Effects of ion temperature anisotropy on the interhemispheric plasma transport during plasmaspheric refilling

Effects of temperature anisotropies on the early stage refilling of the outer plasmasphere are studied by solving an appropriate set of hydrodynamic equations. The anisotropies result from the supersonic outflows from the conjugate ionospheres and from the perpendicular ion heating in the equatorial region. The equatorial ion heating affected by wave‐particle interaction is included phenomenologically. Even for the equatorial heating associated with moderate wave levels, the mirror force on the flows severely limits the interhemispheric plasma exchange.
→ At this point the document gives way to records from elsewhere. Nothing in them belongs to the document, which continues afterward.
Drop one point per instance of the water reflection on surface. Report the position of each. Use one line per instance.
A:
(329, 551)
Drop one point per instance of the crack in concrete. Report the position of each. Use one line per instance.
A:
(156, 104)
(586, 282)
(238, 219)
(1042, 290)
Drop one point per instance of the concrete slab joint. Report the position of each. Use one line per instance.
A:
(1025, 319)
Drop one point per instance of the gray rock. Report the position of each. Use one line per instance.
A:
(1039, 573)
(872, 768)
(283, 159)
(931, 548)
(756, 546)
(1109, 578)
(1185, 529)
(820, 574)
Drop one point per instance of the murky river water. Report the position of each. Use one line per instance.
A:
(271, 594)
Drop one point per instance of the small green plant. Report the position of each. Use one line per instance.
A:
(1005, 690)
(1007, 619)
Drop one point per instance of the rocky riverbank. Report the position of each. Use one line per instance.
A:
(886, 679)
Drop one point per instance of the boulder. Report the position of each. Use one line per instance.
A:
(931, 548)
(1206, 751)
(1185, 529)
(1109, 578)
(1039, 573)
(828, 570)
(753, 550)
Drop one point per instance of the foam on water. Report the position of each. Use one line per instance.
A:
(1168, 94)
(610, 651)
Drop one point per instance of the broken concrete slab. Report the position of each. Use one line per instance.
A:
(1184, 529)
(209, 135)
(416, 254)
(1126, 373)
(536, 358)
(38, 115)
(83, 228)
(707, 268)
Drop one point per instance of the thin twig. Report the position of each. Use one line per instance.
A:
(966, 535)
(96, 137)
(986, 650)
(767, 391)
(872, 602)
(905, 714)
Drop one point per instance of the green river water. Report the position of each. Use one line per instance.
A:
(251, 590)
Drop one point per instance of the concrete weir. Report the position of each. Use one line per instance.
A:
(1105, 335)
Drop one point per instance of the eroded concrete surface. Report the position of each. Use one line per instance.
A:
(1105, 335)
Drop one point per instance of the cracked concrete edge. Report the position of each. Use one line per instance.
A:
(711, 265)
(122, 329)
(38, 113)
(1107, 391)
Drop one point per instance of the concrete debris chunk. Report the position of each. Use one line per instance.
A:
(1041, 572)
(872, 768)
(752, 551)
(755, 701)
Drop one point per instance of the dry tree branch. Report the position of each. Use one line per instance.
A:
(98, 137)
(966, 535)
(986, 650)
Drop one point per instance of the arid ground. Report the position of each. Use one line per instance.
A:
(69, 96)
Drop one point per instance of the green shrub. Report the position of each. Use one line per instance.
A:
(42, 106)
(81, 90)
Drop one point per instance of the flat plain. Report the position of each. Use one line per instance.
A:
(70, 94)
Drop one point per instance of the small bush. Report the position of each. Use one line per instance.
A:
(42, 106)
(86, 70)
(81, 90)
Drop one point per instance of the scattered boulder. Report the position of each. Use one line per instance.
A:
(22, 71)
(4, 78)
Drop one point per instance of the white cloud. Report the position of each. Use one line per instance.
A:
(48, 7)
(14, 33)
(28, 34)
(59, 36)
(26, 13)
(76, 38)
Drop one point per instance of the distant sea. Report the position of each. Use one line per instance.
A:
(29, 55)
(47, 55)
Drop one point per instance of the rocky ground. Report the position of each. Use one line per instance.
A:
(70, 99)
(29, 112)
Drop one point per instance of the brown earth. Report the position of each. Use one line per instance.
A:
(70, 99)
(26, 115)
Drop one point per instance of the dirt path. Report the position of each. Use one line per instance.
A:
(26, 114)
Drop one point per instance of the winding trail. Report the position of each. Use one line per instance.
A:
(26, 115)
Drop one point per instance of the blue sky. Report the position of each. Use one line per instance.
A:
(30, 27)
The temporal evolution of the flow developing in an empty flux tube is characterized by: (1) supersonic plasma outflows from the conjugate ionospheres, (2) reflections of the flows by the mirror force as they begin to penetrate into the opposite hemispheres, (3) formation of shocks in the reflection region and (4) propagations of the shacks to the ionospheres of the origins of the flows. In the quasi‐steady state when flow completely subsides, the density distribution in the flux tube shows distinctive large‐scale features, determined by the balance between electric, pressure and anisotropy forces. The latter force becomes significant in a broad equatorial region where Tt > > Tp and also at relatively high geomagnetic latitudes where Tt < < Tp; Tt and Tp are the perpendicular and parallel ion temperatures, respectively. The force balance at high latitudes keeps the flux tube far from completely filled with minimum density < 10−1n0, where n0 is the ionospheric density. The equatorial ion population with Tt > > Tp is found to be similar to the trapped ions observed from satellites.